Deshalb kommt dem bäuerlichen Wirtschaften eine immens hohe Bedeutung zu. Schließlich vollzieht sie sich auf mehr als fünfzig Prozent der deutschen Landesfläche. Mit relativ einfachen Mitteln ließen sich hier große Erfolge in der Hochwasservorsorge erzielen – sofern der Wille und manchmal die nötigen Finanzmittel vorhanden wären.
Nach Emil Dister wäre etwa eine Erhöhung des Humusgehalts in den genutzten Böden von entscheidender Bedeutung. Denn humusreiche Böden können auf Grund spezieller Bindungsfähigkeiten des schwarzen Naturdüngers wesentlich mehr Wasser halten als Substrate ohne diese organische Substanz. Humus verbessert zudem die Struktur des Bodens und vermindert seine Verschlämmung und Verdichtung – alles Mittel und Wege, die Wasseraufnahme zu steigern. Viel wäre zudem bereits durch die winterliche Abdeckung der Felder – durch Anbau von Wintersaaten oder mit Stroh – oder durch leichtere Landmaschinen erreicht, die den Boden weniger verdichten. Denn je mehr Wasser versickert oder zwischengespeichert wird, desto kleiner fällt eine mögliche Flut aus.
Moloch Freiflächenfraß
Dies bedeutet natürlich nicht, dass in den Städten entlang der Flüsse fröhlich weiter zubetoniert oder gar neue Siedlungen wie Gewerbegebiete in den natürlichen Überschwemmungsgebieten der Flüsse gebaut werden sollten. Mit der Flächenversiegelung steigt der Oberflächenabfluss und jedes neue Haus in den ehemaligen Auen erhöht die Schadenssummen nachhaltig.
Aus diesem Grund ist auch die Verwässerung der neuen Rahmengesetzgebung des Bundes zum Hochwasserschutz durch Rheinland-Pfalz und Brandenburg als eher unfreundlicher Akt an den Flussnachbarn zu betrachten: Beide Bundesländer erwirkten Ausnahmeregelungen vom vorgesehenen strikten Bauverbot in den unmittelbaren Flusswiesen.
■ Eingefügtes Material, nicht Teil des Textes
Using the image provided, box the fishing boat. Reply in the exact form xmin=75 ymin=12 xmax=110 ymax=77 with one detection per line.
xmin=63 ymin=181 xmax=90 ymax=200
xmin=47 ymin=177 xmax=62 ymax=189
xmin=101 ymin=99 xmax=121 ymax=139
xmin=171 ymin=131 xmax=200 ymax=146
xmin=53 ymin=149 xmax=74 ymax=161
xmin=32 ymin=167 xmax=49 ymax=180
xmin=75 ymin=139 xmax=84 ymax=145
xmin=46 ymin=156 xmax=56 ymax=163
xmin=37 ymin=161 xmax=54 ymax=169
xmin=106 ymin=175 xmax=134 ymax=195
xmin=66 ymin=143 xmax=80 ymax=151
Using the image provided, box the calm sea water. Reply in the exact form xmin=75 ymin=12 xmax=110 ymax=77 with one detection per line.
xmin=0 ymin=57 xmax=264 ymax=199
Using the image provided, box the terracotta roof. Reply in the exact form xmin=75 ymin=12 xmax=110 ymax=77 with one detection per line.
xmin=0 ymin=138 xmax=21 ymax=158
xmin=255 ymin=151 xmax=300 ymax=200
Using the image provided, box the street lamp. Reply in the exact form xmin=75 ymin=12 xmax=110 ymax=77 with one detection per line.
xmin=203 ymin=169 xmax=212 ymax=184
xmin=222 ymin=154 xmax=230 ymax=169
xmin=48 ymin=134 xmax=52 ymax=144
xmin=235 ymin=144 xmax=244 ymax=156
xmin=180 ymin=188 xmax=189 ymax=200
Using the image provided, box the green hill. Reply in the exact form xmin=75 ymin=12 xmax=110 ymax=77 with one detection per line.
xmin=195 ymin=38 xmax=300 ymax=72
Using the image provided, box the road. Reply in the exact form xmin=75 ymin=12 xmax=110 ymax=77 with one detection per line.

Dabei zeigt gerade das Beispiel Dresden mit seinen freien Elbwiesen den Nutzen dieser Reglementierung: Ohne die Freiflächen hätte es die sächsische Barockstadt 2002 noch weit schlimmer getroffen.
Wünschenswert wäre selbstverständlich weiterhin eine Renaturierung von Auen, denn sie bremsen Flutwellen ähnlich wie gesteuerte Polder, die man bei Bedarf öffnen und fluten kann. Und der Verzicht auf weitere Begradigungen und Ausbaumaßnahmen – etwa an der Donau oder der Elbe – ist ebenfalls nicht nur aus der Sicht des Naturschutzes sinnvoll, denn auch der historische Umbau der Flüsse zu Schiffs-Autobahnen hat zur heutigen Hochwasser-Malaise sein Quäntchen beigesteuert.
Insgesamt muss also in Deutschland nicht nur nach der Meinung von Emil Dister noch viel zum Hochwasserschutz getan werden. Denn das nächste "Jahrhundert"hochwasser folgt bestimmt – vielleicht sogar schon dieses Jahr, wohl aber kaum erst in 100 Jahren.